Lessons learned from the PCCP included the importance of communication and coordination across a complex network as well as upfront planning, strong communication, and adaptation. Second, the funding mechanism directly affected sustainability of the program and the role and functions of the navigator. As UAB transitioned from the CMS innovation project to the Oncology Medical Home (OCM) pilot program, resources available for navigation were reduced, and navigator activities changed. A new disease-focused approach emerged for navigation, which was a positive trend, according to navigators: “Now it is a lot better” since doctors, nurses, and social workers are only “seeing ONE navigator.” This new approach also provided an opportunity for greater inclusion of the navigator in “interdisciplinary team” meetings to discuss patient needs.
Limitations and Strengths
This was a case study and therefore not generalizable to all navigation programs. Interviews are subject to social desirability and recall bias. A strength of the study is its novelty: it is the first known analysis of a navigation program examining team science using theory.

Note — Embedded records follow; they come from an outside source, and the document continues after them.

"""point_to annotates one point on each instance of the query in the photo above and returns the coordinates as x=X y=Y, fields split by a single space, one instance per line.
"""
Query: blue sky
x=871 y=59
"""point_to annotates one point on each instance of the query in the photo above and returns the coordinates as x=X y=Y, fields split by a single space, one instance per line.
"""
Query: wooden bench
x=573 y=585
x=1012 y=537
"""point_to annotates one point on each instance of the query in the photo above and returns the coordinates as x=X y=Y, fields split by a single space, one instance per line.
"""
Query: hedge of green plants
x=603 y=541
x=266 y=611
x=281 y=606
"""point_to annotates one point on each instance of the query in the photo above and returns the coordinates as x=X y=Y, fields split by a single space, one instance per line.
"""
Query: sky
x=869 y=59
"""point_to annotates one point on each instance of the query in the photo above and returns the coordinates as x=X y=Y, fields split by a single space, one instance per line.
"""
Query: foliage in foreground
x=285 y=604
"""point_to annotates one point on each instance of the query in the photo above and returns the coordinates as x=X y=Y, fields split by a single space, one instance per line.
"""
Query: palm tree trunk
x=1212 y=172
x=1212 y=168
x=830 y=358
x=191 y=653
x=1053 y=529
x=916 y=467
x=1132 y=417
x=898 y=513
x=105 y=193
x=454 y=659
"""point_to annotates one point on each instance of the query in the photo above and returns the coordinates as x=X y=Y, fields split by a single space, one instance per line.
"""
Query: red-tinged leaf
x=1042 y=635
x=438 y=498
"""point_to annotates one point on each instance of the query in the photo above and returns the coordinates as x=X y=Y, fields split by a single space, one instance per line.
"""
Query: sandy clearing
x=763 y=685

This study contributes to literature on team science by identifying attributes optimal to an effective navigation team as well as challenges that remain even in the context of a strong team. UAB’s high-functioning, team-oriented network facilitated this success. With the transition to the OCM, leadership had to adapt services to align with fewer resources, altered patient eligibility, and changing incentives. Additionally, the change in funding streams demonstrated that financing directly affects the focus and metrics for success for the navigation program. As the field of navigation continues to explore sustainability options, establishing a financing mechanism that incentivizes highest-yield and within-scope patient navigator activities will be paramount.
- Mickan S, Rodger S. Effective health care teams: a model of six characteristics developed from shared perceptions. J Interprof Care. 2005;19:358-370.
- Salas E, Shuffler ML, Thayer AL, et al. Understanding and improving teamwork in organizations: a scientifically based practical guide. Human Resource Management. 2015;54(4):599-622.
- Poole MS, Hollingshead AB, McGrath JE, et al. Interdisciplinary perspectives on small groups. Small Group Research. 2004;35(1):3-16.